Multimedia Retrieval: Audio. Speech, Images and Video


Presenters: Dulce Ponceleon and Malcolm Slaney

Dulce B. Ponceleon holds a Ph.D. degrees in computer science from Stanford University. She worked in the Advanced Technology Group at Apple Computer, Inc., where she worked on information retrieval, video and audio compression technologies for QuickTime. She was a key contributor to the first software-only videoconferencing system and holds several patents and numerous publications in video and audio compression, multimedia information retrieval, numerical linear algebra and non-linear programming. She is currently at IBM Almaden Research Center where she has worked on multimedia content analysis and indexing, video summarization, and applications of speech recognition. She is in the program committee for WWW, ACM Multimedia, SPIE.
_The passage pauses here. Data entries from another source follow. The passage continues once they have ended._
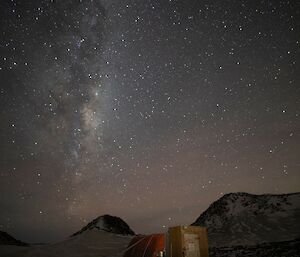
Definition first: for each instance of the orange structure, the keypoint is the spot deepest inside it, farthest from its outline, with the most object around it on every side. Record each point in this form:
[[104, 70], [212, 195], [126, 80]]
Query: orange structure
[[180, 241], [146, 246]]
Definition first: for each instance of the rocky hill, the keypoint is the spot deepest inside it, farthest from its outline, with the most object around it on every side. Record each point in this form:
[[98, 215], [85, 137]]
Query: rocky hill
[[108, 223], [246, 219]]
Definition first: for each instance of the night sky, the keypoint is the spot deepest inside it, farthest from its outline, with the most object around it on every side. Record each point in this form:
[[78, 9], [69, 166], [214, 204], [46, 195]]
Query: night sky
[[148, 110]]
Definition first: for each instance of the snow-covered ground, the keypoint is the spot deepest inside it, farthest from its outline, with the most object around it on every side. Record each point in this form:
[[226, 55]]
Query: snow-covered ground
[[92, 243], [245, 219]]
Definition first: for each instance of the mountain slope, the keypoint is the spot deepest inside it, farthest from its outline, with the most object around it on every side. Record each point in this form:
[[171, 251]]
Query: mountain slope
[[6, 239], [108, 223], [245, 219]]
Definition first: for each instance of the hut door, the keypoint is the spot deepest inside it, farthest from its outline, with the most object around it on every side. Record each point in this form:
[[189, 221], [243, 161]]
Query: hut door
[[191, 245]]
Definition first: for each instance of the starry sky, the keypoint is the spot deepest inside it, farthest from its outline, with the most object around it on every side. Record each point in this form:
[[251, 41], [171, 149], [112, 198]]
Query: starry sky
[[145, 109]]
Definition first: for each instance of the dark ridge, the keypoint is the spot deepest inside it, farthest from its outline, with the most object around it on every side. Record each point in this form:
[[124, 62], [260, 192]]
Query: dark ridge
[[108, 223]]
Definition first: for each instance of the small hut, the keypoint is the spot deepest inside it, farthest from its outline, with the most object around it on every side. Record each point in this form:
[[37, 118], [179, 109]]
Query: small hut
[[180, 241]]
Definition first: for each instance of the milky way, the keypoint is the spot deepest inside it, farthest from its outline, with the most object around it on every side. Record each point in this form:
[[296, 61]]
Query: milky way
[[148, 110]]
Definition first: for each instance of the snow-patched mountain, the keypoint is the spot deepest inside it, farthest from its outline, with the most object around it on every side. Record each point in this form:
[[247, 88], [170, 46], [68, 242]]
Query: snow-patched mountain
[[6, 239], [108, 223], [246, 219]]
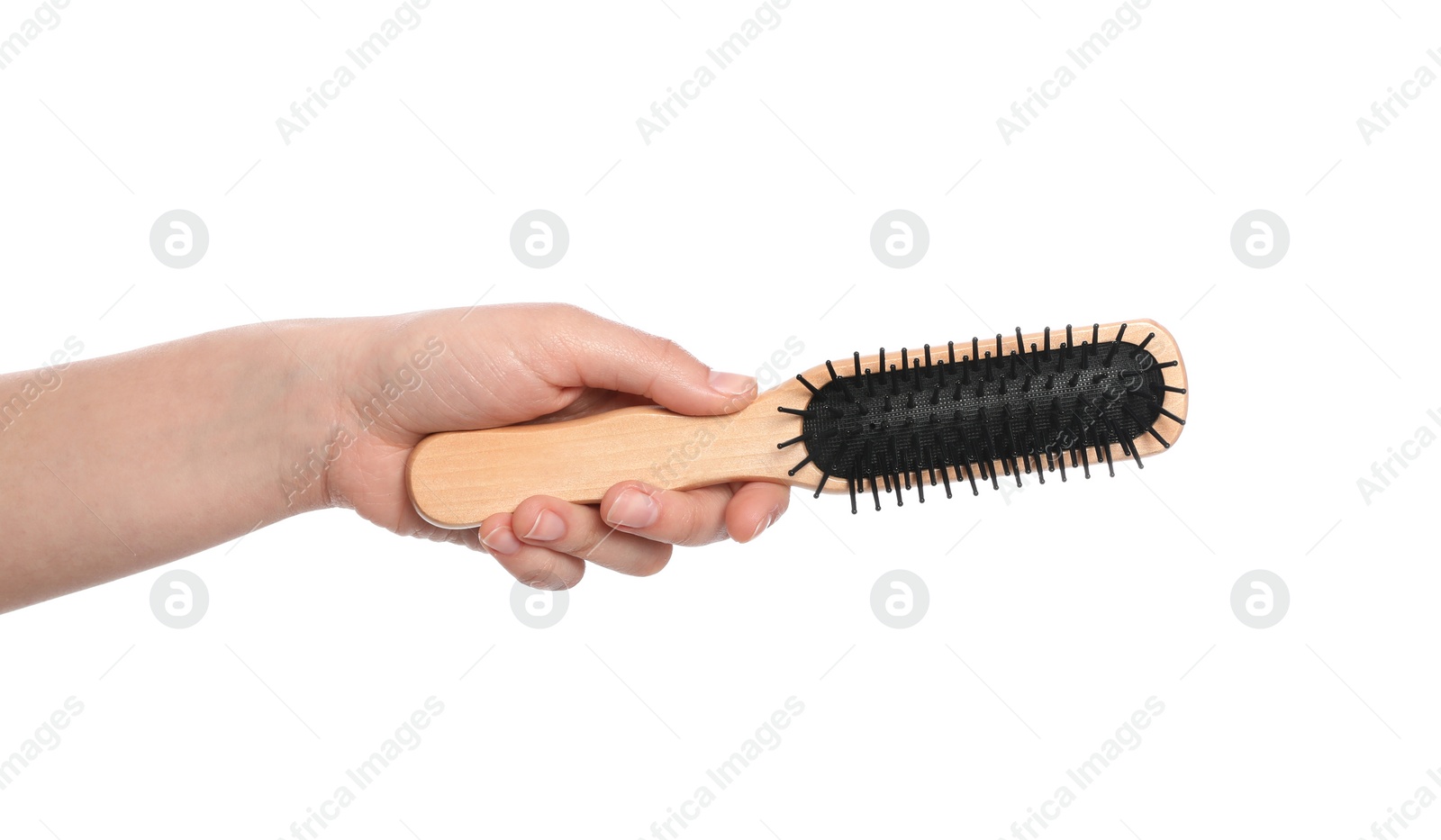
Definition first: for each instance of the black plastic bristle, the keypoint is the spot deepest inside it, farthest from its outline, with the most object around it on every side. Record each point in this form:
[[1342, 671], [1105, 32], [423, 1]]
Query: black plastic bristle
[[1005, 412]]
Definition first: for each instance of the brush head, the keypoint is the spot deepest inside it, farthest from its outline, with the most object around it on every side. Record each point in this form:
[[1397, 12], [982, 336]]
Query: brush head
[[986, 408]]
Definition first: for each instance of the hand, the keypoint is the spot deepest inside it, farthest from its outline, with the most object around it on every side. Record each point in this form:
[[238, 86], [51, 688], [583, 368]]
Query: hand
[[494, 366]]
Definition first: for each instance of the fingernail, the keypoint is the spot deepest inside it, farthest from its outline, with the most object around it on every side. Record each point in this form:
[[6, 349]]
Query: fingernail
[[766, 523], [502, 540], [732, 384], [548, 528], [633, 509]]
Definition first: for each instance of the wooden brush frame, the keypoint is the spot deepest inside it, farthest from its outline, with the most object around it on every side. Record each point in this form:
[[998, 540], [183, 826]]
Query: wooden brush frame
[[458, 479]]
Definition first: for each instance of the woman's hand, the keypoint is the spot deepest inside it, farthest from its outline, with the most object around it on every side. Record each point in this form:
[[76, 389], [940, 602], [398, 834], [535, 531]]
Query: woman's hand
[[410, 376]]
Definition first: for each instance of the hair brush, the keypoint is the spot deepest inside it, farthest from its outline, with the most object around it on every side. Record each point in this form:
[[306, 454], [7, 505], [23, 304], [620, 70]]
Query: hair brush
[[967, 415]]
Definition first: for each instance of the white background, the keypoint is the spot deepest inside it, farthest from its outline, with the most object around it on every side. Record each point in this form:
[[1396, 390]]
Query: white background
[[1061, 611]]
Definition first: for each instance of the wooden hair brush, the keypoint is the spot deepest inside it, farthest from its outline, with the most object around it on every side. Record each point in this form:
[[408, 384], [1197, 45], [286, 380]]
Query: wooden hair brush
[[967, 414]]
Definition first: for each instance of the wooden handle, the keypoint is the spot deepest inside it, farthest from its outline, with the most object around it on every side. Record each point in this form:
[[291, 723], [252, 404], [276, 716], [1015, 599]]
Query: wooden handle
[[458, 479]]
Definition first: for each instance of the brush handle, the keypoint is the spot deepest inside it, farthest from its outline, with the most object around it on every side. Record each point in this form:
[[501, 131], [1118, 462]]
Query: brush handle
[[458, 479]]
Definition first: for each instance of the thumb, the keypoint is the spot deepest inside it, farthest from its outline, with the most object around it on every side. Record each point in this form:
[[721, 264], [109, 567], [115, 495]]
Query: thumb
[[587, 349]]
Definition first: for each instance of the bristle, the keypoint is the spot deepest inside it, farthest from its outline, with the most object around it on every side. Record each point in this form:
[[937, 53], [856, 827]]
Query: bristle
[[1015, 411], [1116, 343]]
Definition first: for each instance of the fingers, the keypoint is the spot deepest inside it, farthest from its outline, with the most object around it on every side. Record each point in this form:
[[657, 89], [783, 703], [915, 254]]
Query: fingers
[[575, 530], [756, 508], [698, 516], [547, 540], [533, 566], [594, 352]]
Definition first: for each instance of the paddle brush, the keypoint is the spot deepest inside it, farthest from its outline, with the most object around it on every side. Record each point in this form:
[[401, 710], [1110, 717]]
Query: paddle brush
[[960, 415]]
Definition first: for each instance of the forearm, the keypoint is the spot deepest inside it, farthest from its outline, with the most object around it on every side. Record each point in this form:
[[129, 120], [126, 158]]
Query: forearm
[[117, 465]]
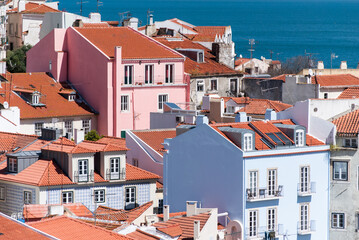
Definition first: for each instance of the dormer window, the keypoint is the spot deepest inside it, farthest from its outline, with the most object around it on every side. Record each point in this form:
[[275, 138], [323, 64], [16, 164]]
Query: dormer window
[[248, 142], [299, 138], [12, 165]]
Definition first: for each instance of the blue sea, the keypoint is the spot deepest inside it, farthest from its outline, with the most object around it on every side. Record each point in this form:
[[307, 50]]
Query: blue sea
[[287, 28]]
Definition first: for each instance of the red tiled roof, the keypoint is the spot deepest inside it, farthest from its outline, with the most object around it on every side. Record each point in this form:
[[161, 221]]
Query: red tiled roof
[[335, 80], [12, 229], [352, 92], [186, 224], [35, 8], [69, 228], [50, 96], [155, 137], [348, 125], [134, 44], [208, 67]]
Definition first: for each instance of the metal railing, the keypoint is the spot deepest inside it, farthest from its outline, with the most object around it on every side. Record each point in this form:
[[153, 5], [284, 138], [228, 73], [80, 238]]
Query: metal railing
[[121, 175], [306, 189], [264, 193]]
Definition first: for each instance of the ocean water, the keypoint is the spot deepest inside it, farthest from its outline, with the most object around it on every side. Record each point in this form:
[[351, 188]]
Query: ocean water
[[287, 28]]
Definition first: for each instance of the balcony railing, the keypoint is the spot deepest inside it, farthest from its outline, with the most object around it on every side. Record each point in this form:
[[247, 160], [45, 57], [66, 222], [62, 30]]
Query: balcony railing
[[264, 194], [84, 177], [263, 231], [307, 189], [306, 227], [121, 175]]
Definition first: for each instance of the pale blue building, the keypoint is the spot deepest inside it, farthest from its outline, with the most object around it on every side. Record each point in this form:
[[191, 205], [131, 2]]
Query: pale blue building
[[269, 176]]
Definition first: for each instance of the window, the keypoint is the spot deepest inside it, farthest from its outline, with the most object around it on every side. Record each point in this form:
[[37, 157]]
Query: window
[[200, 85], [2, 193], [169, 73], [247, 140], [67, 197], [128, 74], [27, 197], [304, 179], [86, 125], [38, 127], [338, 220], [304, 217], [12, 164], [253, 183], [253, 223], [162, 99], [130, 197], [115, 168], [299, 138], [68, 126], [340, 171], [124, 103], [271, 218], [272, 182], [148, 74], [83, 170], [213, 84], [99, 195]]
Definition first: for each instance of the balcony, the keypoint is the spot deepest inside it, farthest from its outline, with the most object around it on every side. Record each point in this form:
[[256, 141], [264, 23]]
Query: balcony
[[111, 175], [306, 189], [264, 194], [306, 227]]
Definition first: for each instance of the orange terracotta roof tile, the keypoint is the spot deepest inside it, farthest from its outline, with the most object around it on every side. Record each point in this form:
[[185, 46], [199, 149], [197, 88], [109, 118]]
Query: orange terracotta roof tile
[[69, 228], [186, 224], [141, 235], [335, 80], [50, 96], [35, 8], [349, 93], [208, 67], [12, 229], [155, 137], [134, 44]]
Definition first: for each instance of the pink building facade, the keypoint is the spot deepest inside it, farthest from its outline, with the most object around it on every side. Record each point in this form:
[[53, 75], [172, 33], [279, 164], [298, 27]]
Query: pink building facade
[[121, 73]]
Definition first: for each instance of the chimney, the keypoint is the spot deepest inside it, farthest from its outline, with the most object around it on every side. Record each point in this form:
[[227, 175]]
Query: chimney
[[196, 229], [79, 135], [270, 114], [151, 19], [241, 117], [320, 65], [343, 65], [201, 119], [191, 208], [22, 4], [166, 213]]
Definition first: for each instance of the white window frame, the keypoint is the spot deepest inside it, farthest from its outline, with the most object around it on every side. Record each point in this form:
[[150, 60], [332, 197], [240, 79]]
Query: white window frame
[[125, 106], [68, 196], [340, 173], [128, 74], [169, 73], [160, 102], [149, 73], [247, 142], [304, 179], [299, 138], [200, 84], [338, 220], [253, 223], [99, 195]]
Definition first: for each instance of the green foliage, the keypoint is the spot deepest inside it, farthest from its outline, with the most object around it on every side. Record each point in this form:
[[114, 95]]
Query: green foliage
[[92, 136], [16, 59]]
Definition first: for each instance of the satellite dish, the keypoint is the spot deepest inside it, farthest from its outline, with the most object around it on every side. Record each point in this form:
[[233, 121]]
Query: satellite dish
[[6, 105]]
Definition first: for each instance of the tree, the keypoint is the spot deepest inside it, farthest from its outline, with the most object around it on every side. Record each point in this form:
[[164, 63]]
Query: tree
[[16, 59], [92, 136]]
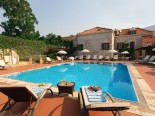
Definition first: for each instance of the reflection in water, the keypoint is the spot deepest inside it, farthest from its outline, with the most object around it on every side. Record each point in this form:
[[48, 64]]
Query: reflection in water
[[72, 64], [86, 68], [63, 69]]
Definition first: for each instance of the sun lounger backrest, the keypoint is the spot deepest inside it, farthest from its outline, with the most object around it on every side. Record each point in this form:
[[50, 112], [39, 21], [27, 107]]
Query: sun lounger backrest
[[151, 59], [146, 57], [18, 93], [115, 57], [2, 63], [48, 59]]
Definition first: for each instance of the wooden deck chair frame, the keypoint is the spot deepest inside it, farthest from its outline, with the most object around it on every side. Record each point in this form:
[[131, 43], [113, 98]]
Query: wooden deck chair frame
[[114, 107], [21, 93]]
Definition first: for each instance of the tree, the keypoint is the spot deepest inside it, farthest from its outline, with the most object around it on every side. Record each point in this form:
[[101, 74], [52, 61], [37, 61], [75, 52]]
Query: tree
[[20, 21], [54, 40]]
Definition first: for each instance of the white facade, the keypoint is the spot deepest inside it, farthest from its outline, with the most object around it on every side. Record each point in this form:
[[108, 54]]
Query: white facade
[[93, 42]]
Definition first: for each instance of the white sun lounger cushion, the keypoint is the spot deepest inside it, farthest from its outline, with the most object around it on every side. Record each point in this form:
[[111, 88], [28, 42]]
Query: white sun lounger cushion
[[95, 96], [93, 92], [38, 90]]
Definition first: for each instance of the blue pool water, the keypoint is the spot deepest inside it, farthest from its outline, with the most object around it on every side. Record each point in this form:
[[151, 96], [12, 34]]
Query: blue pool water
[[111, 77]]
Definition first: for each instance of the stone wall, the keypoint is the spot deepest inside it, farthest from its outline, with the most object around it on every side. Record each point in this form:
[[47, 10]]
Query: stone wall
[[128, 39], [93, 42]]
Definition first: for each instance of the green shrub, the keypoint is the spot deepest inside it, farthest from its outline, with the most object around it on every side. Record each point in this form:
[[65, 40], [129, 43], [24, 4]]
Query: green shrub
[[24, 48]]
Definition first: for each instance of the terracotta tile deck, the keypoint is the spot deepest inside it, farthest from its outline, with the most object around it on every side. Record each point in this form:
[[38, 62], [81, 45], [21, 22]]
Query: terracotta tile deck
[[66, 106]]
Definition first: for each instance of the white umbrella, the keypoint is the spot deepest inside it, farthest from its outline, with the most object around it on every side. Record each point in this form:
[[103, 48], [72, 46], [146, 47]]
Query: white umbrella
[[153, 49], [125, 52], [85, 51], [112, 51], [62, 52]]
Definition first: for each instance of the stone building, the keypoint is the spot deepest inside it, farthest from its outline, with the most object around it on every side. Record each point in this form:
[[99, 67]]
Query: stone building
[[132, 37], [148, 43], [98, 40]]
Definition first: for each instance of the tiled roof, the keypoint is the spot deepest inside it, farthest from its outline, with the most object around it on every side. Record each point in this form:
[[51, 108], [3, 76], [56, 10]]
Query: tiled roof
[[70, 38], [148, 39], [139, 31], [94, 30]]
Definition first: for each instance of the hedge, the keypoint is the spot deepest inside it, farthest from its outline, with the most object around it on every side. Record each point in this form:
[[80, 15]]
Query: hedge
[[24, 48]]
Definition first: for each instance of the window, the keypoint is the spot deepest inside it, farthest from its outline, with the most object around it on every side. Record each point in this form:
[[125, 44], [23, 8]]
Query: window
[[120, 45], [74, 48], [132, 45], [105, 46], [131, 32], [80, 47]]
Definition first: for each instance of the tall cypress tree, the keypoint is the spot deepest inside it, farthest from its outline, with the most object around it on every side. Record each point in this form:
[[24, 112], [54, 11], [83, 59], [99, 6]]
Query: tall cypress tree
[[20, 19]]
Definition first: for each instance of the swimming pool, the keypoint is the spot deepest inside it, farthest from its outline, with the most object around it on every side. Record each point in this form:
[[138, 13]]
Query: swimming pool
[[111, 77]]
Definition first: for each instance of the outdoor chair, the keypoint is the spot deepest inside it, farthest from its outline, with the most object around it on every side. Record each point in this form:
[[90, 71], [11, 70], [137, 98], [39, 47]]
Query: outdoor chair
[[3, 65], [115, 57], [71, 58], [107, 57], [145, 59], [48, 60], [80, 57], [94, 57], [100, 57], [151, 59], [87, 57], [151, 62], [23, 93], [59, 59], [98, 101]]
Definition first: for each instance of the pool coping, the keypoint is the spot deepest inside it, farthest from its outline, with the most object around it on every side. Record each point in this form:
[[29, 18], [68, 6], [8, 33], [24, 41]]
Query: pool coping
[[146, 95]]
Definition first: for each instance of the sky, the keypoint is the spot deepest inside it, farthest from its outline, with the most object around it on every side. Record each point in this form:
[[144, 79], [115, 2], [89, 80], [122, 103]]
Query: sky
[[67, 17]]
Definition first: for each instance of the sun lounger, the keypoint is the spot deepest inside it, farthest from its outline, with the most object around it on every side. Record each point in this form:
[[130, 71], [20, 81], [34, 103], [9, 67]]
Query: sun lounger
[[100, 57], [115, 57], [23, 93], [151, 62], [80, 57], [151, 59], [94, 57], [71, 58], [107, 57], [145, 59], [48, 60], [3, 65], [87, 57], [59, 59], [97, 101]]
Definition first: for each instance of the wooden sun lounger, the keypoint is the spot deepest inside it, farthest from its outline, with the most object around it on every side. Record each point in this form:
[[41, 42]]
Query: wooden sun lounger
[[115, 107], [23, 93]]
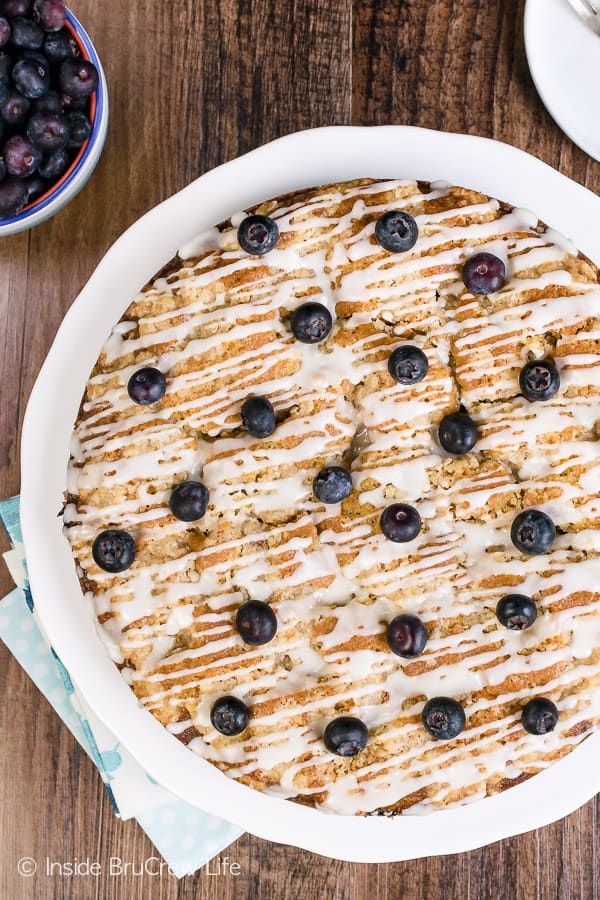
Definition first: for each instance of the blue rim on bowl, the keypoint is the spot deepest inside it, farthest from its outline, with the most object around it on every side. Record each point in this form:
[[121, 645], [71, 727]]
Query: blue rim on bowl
[[85, 162]]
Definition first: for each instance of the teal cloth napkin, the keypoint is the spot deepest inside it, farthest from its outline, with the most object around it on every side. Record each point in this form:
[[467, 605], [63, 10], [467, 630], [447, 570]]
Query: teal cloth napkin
[[186, 837]]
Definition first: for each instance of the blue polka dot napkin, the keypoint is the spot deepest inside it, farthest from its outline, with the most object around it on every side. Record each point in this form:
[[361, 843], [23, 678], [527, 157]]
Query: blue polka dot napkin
[[186, 837]]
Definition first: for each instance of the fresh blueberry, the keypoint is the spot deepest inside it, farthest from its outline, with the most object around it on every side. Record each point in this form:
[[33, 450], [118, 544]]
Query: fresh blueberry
[[78, 77], [20, 156], [516, 611], [31, 78], [13, 195], [346, 736], [396, 231], [229, 716], [70, 104], [26, 34], [15, 109], [406, 636], [457, 433], [258, 416], [114, 550], [258, 234], [400, 523], [539, 716], [49, 103], [59, 45], [51, 14], [539, 380], [256, 623], [484, 273], [533, 532], [55, 165], [332, 484], [408, 365], [36, 55], [443, 718], [48, 131], [12, 8], [147, 386], [6, 66], [311, 322], [36, 186], [80, 127], [188, 501], [4, 32]]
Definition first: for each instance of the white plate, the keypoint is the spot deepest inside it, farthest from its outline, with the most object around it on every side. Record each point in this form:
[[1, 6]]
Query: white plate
[[295, 161], [564, 59]]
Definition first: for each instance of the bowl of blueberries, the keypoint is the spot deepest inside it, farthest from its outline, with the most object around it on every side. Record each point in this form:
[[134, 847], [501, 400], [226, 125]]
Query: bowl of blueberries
[[53, 110]]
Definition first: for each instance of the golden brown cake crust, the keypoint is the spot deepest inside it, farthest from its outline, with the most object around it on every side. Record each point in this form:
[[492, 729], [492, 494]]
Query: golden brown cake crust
[[215, 321]]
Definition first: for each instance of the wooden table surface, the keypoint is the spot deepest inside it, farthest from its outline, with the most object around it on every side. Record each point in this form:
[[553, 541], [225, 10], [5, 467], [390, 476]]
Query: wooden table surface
[[194, 83]]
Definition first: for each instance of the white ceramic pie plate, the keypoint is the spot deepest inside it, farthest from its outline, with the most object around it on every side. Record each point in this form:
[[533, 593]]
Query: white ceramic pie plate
[[295, 161]]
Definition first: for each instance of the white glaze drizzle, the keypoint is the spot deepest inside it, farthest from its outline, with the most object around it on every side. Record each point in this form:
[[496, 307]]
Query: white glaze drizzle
[[217, 328]]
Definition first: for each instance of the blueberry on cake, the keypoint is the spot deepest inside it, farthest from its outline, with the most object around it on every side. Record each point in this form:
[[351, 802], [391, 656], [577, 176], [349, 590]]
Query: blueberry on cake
[[334, 496]]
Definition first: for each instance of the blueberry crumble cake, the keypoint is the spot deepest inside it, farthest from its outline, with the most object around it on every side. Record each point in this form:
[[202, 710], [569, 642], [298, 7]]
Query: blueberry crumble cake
[[334, 496]]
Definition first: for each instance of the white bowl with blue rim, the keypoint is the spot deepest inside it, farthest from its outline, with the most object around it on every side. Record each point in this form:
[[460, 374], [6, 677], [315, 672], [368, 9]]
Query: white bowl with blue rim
[[76, 176]]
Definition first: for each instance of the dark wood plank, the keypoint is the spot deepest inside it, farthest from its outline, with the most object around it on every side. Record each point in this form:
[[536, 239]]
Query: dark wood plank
[[460, 65], [209, 81], [191, 85]]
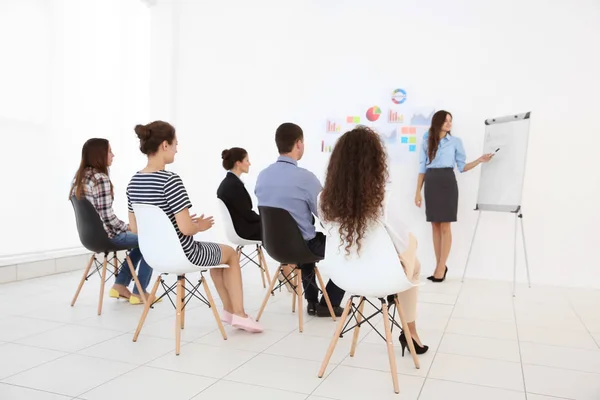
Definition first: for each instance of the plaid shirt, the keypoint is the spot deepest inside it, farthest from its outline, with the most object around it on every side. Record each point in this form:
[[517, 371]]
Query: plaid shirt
[[97, 191]]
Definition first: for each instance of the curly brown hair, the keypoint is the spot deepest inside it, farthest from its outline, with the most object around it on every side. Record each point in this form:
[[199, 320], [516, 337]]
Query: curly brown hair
[[354, 190]]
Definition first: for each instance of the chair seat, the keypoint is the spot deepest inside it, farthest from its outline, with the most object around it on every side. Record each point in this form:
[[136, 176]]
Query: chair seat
[[246, 242]]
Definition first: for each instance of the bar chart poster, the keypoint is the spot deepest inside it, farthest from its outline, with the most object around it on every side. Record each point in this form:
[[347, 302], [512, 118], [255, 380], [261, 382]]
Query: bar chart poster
[[394, 117], [333, 126]]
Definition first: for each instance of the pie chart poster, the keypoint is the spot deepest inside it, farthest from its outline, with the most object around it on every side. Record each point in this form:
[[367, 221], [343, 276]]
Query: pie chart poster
[[399, 118]]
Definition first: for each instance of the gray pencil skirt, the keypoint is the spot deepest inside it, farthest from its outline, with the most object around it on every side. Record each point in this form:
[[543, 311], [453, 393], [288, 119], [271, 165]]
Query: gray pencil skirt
[[441, 195]]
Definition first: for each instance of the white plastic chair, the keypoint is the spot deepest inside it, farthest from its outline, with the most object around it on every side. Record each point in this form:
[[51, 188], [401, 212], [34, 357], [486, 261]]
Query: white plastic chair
[[239, 242], [376, 272], [162, 250]]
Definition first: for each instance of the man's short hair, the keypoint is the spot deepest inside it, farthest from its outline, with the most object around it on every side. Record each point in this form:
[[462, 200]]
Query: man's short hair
[[286, 137]]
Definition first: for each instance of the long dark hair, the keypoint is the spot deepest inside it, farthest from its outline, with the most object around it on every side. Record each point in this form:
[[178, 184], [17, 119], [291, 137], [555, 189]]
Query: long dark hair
[[94, 154], [231, 156], [354, 189], [438, 120]]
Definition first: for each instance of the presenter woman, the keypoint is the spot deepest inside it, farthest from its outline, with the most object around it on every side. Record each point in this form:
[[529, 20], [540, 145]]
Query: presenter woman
[[439, 153]]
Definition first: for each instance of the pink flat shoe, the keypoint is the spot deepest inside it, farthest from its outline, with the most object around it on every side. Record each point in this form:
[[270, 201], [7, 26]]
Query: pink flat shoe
[[226, 317], [247, 324]]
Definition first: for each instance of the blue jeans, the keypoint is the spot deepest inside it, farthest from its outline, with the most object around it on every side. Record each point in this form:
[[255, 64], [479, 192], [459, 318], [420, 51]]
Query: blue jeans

Malcolm Slaney holds a Ph.D. degree in electrical engineering from Purdue University. He is an author (with A.C. Kak) of the book "Principles of Computerized Tomographic Imaging," which was recently republished by SIAM as one of their "Classics in Applied Mathematics." He is an editor (with Steven Greenberg) of "Computational Models of Auditory Function." He is an instructor at Stanford University's CCRMA (Center for Computer Research in Music and Acoustics) and has organized the Hearing Seminar for the last 15 years. He has been employed at Bell Laboratories, Schlumberger Palo Alto Research, Apple's Advanced Technology Group, Interval Research, and currently IBM's Almaden Research Center.


This half-day introductory tutorial teaches information-retrieval practitioners the tools and techniques that make multimedia different than conventional IR (and more interesting!). We assume a general background in text information retrieval and we will describe and demonstrate aspects of multimedia retrieval that are new and different for text IR professionals. The tutorial will 1) provide an overview of the multimedia retrieval field, 2) describe what is different about multimedia retrieval, query formulation and evaluation, 3) talk about file formats and low-level features, and 4) demonstrate multimedia retrieval tools. In this half-day tutorial we will provide context for all the important ideas, with as much depth as possible, and provide pointers to the literature for those that want more details. The tutorial will include many audio and video examples.

The tutorial handouts will include slides, an annotated bibliography consisting of leading references, a CDROM with copies of papers (those for which we can obtain permission) and URLs, and screenshots of multimedia systems.